16 marzo 2017 ore 9:00, Adriano Scianca
Cos'è la terapia del dolore? A sette anni dall'entrata in vigore di un'apposita legge, per due italiani su tre questa branca della medicina resta sconosciuta, anche se ad aver bisogno delle cure palliative sono ogni anno 340mila persone. 
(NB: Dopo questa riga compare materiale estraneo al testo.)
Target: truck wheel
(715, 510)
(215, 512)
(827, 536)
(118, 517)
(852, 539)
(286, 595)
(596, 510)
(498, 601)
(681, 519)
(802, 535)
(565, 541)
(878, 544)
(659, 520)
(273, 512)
Curare il dolore si può, ma 2 italiani su 3 non lo sanno

Un'indagine dell'Osservatorio volontario per il monitoraggio della terapia del dolore e delle cure palliative della Fondazione Gigi Ghirotti, presentata al convegno "La nostra legge 38: un bilancio", svela che la legge 38/2010 è ancora oggi poco nota: il 63% degli intervistati non la conosce. Dai risultati emerge anche che appena il 35% di essi è indirizzato dal proprio medico a una visita specialistica presso i centri di terapia del dolore del territorio. Tra le persone che dichiarano di essere affette da dolore cronico, il 45% vive da più di 6 mesi senza trovare soluzione, il 17% non trova rimedi efficaci da oltre 5 anni. Il 70% degli intervistati, inoltre, non sa che le strutture sanitarie sono tenute a misurare il dolore e ad annotarlo nella cartella clinica, unitamente alla terapia prescritta e ai risultati ottenuti dalla terapia stessa. 

Un grado di conoscenza che è più alto tra i laureati (al 49% ne sono a conoscenza) e tra i diplomati (42%), ma bassissimo (22%) tra chi non possiede alcun titolo di studio. I più informati sono i pazienti tra i 45 e i 74 anni (42%). La terapia del dolore consiste, molto semplicemente, nell'approccio terapeutico e scientifico al trattamento del dolore. Il trattamento con mezzi farmacologici è composto principalmente da analgesici non oppiacei, oppiacei, antidepressivi triciclici, anticonvulsivanti, mentre le misure non farmacologiche più utilizzate sono l'esercizio fisico e applicazione di freddo o calore.